Dixon noted that only 16 states have fully modernized, that it took many states using outdated hardware and software written in a 60-year-old computer language to get online applications in place, that people spent hours on the phone to obtain information about the status of their claims, and they sometimes waited months to get their benefits.
Her recommendations include big matters like mandating the federal government fully fund UI modernization in those states that have strong accountability standards down to seemingly small but crucial things such as allowing people to file applications from their phones. That matters because while many middle-class workers have laptop computers, low-paid workers typically depend on their phones for internet connections.
In 2018, the Upjohn Institute for Employment Research published Unemployment Insurance Reform: Fixing a Broken System. The U.S. Chamber of Commerce and the conservative Manhattan Project have their own plans.
President Biden has proposed a partial fix of his own for one element of UI with his “Scale Up Employment Insurance by Reforming Short-Time Compensation Programs.” This would:
Transform unemployment insurance into Employment Insurance for millions of workers by getting all 50 states to adopt and dramatically scale up short-time compensation programs. Under short-time compensation — also known as work sharing — firms in distress keep workers employed but at reduced hours and the federal government helps make up the difference in wages. The Obama-Biden administration championed this approach in the U.S., and so far 27 states have established short-time compensation programs.

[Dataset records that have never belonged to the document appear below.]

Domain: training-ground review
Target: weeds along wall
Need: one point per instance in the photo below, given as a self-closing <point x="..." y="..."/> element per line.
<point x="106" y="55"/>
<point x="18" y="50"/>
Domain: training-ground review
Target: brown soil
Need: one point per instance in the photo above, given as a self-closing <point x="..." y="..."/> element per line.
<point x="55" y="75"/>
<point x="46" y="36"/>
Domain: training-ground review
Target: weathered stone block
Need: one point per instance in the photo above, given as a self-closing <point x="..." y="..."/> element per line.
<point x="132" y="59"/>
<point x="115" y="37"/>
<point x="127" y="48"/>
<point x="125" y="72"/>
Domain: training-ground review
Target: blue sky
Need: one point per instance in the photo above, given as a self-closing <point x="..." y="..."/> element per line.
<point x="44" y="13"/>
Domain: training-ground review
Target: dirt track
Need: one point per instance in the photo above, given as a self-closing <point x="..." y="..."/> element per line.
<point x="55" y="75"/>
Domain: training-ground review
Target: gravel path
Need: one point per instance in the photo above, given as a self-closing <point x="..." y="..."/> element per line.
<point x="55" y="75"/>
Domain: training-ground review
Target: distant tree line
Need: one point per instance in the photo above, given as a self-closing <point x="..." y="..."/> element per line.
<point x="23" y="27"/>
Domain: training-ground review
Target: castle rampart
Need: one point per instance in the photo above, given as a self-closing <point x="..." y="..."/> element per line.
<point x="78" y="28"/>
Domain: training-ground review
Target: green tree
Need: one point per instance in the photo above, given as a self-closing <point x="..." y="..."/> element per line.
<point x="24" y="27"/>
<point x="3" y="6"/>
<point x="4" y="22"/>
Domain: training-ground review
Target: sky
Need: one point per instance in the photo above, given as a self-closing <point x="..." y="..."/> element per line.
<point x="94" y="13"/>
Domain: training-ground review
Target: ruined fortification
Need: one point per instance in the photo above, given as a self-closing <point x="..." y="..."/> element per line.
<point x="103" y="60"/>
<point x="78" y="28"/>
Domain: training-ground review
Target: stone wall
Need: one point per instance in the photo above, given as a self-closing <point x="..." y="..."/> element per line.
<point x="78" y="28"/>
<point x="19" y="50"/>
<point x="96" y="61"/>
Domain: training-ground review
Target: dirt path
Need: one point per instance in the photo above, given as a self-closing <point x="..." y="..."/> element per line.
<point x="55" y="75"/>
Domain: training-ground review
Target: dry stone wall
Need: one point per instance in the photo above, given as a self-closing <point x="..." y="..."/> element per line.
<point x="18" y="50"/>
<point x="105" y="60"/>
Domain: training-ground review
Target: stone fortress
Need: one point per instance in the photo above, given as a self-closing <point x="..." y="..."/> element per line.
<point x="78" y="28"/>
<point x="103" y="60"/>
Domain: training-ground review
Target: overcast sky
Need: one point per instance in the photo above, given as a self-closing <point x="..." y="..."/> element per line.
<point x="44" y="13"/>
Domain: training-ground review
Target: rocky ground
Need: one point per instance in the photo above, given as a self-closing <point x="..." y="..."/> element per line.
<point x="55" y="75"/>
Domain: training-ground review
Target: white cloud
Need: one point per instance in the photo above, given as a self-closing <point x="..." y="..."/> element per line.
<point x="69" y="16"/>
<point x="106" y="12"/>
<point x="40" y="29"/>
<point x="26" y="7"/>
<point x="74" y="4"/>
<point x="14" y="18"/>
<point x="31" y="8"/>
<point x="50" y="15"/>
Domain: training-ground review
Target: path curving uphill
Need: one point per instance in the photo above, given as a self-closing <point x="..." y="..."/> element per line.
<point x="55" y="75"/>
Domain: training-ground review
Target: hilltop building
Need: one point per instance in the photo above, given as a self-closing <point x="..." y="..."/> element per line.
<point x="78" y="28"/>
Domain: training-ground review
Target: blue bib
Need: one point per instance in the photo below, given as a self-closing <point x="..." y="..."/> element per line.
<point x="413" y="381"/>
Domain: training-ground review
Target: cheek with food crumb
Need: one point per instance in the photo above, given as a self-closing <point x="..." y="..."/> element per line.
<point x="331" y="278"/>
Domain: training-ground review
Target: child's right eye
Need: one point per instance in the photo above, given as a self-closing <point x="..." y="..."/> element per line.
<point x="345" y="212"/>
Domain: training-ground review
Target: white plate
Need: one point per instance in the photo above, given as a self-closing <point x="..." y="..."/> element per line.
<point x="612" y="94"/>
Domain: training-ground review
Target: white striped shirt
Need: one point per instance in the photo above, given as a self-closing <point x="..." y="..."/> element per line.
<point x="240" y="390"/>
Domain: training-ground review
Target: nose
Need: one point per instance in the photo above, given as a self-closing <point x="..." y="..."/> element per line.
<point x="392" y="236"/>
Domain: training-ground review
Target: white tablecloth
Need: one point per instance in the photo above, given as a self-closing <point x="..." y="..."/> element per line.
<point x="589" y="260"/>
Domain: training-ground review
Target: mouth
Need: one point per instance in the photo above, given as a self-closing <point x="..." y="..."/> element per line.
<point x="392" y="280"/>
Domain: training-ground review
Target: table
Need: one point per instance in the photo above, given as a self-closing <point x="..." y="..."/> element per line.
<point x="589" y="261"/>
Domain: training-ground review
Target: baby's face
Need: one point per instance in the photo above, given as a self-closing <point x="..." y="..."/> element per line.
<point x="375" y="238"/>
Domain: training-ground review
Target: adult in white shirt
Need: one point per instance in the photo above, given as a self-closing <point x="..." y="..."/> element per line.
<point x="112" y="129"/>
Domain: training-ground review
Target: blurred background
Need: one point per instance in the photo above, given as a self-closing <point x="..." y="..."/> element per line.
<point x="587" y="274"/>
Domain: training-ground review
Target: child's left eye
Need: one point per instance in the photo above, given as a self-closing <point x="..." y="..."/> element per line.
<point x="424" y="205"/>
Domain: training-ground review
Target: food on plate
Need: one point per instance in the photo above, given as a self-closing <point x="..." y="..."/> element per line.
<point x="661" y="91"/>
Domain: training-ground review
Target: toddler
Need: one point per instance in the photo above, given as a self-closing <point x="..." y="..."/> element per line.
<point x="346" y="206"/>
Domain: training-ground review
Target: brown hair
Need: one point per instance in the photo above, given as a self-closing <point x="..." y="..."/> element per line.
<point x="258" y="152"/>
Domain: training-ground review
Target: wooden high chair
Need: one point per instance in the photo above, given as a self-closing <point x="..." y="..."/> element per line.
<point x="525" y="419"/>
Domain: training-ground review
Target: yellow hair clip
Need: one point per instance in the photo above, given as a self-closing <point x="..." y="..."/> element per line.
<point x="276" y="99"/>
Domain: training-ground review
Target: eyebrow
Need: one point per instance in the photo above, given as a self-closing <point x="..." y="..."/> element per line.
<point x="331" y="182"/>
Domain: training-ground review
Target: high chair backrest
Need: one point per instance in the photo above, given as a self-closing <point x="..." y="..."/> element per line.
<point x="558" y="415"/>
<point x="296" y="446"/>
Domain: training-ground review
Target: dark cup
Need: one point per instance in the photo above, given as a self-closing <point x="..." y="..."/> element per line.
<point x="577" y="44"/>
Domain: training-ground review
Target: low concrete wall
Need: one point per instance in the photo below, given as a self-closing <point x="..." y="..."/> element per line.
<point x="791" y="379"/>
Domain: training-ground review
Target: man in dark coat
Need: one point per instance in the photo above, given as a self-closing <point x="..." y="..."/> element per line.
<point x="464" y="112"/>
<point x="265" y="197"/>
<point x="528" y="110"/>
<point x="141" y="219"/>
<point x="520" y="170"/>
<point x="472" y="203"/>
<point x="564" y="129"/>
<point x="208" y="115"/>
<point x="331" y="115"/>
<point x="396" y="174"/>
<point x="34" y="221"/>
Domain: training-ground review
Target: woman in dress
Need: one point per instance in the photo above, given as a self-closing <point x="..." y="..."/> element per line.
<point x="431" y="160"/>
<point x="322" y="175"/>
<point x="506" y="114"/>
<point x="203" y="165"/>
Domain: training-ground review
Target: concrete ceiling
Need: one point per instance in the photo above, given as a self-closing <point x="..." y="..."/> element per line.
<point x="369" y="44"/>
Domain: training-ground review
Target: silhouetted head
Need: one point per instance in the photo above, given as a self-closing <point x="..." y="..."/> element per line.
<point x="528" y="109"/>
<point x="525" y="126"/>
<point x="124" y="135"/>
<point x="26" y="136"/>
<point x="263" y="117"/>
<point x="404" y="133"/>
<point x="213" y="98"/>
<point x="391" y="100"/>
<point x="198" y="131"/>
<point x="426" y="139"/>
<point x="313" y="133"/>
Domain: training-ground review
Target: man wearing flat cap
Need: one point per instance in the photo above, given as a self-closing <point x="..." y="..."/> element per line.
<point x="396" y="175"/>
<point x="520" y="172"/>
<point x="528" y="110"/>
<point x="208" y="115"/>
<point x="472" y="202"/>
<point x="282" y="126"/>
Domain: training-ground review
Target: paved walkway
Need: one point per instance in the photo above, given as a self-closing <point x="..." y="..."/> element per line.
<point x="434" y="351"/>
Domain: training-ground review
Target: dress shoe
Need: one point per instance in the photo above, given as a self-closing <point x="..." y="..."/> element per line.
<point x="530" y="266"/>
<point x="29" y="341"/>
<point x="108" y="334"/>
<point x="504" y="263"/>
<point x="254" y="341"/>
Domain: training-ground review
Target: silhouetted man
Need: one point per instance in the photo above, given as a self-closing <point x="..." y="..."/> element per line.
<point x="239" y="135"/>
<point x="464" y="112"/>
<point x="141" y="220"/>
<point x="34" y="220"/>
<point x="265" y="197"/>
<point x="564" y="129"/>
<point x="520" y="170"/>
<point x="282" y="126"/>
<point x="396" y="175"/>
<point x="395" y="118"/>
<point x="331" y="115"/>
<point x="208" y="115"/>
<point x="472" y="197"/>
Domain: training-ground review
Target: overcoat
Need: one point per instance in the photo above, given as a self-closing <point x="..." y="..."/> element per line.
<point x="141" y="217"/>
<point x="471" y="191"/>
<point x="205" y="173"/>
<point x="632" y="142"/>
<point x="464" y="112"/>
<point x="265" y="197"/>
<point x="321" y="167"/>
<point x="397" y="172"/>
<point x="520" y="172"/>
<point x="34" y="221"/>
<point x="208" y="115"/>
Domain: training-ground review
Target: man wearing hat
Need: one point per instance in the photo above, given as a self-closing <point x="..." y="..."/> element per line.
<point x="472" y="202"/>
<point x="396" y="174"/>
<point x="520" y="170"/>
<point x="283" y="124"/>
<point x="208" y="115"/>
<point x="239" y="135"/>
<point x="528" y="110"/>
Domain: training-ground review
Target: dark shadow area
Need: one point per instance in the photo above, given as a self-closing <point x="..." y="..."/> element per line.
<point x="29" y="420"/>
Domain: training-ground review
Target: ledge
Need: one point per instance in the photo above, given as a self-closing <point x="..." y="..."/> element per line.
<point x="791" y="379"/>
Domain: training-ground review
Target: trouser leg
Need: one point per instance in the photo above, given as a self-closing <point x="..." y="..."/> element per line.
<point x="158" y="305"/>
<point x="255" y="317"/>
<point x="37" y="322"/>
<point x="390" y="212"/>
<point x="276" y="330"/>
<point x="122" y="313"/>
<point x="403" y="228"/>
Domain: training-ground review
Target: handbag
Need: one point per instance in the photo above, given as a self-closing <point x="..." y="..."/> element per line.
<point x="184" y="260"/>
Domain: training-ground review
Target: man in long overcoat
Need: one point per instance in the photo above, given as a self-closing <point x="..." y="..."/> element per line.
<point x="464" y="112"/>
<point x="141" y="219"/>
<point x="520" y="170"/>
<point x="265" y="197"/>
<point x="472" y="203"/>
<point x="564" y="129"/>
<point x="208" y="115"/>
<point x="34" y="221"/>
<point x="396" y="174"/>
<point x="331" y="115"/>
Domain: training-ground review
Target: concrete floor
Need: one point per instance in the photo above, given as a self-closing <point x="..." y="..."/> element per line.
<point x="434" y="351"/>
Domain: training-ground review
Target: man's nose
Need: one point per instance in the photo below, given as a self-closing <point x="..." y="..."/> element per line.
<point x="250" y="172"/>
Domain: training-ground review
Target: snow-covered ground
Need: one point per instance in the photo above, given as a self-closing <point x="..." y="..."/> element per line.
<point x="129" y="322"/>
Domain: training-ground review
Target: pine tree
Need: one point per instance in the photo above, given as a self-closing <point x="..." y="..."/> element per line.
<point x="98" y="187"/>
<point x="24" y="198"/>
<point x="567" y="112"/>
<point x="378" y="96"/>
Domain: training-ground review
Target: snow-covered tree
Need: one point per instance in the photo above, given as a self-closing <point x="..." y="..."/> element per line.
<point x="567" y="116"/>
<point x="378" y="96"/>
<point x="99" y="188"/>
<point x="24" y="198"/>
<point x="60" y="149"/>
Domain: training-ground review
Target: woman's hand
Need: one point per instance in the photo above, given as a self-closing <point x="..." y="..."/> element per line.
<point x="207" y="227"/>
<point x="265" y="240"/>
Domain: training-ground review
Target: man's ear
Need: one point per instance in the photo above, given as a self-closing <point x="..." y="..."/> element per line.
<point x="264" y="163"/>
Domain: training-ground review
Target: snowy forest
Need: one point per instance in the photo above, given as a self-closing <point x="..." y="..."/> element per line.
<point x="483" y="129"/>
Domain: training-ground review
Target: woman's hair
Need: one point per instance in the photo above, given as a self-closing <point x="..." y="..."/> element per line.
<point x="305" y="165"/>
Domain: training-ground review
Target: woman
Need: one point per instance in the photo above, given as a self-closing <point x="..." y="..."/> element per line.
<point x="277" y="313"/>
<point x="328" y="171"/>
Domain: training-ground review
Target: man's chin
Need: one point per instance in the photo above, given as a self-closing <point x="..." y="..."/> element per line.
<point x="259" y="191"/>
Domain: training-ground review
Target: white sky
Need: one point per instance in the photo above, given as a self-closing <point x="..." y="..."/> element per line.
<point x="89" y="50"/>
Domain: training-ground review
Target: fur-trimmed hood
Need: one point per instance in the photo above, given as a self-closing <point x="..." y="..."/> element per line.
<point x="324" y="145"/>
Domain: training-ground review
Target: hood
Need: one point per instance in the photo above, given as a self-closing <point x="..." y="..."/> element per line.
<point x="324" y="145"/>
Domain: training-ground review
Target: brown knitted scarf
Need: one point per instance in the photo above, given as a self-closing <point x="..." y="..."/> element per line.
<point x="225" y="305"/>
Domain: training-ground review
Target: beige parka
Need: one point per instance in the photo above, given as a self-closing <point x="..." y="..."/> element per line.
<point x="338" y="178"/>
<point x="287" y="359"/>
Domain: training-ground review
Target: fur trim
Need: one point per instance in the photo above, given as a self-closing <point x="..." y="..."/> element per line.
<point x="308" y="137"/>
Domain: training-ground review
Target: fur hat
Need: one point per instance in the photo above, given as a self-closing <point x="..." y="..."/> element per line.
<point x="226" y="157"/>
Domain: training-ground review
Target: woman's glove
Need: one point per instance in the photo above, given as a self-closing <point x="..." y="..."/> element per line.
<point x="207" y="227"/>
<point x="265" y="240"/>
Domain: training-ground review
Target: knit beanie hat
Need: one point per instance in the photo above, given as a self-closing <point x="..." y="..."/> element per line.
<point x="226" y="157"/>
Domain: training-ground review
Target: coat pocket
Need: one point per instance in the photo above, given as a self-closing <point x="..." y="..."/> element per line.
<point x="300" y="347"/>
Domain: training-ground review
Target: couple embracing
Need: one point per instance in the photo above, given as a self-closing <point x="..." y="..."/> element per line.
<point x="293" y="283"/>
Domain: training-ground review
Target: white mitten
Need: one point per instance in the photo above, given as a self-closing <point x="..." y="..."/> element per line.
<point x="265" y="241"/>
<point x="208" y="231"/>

Among the changes he proposes: establishing 100% federal financing; securing participation from all 50 states, D.C, Puerto Rico, and the Virgin Islands; creating a tax credit for employers’ extra healthcare costs; raising caps on employer work reductions; launching a major awareness campaign to improve business participation rates; and building automatic triggers based on economic and public health conditions.
Short of the unlikelihood of giving everyone a universal basic income anytime soon, there are other reforms in addition to fixing infrastructure and changing funding arrangements that can and should be undertaken.
Everyone who works should be covered so that emergency programs like the PUA are never again unnecessary. The percentage of earned income that UI covers needs to be higher in most states. Currently, it’s less than 40% of earnings. For some low-income households, that won’t keep them out of poverty. Government programs like the New Deal’s Works Progress Administration and the Civilian Conservation Corps. should be permanent, offering training and government jobs to the unemployed regardless of whether the economy is in recession or not. Biden’s executive order calling for the establishment of a modern CCC is a good start in that direction, but it will take Congress to comprehensively overhaul the unemployment system. Even with Democrats now in charge of the Senate, House, and White House, that will be a steep climb. Meanwhile, Band-Aids will have to suffice.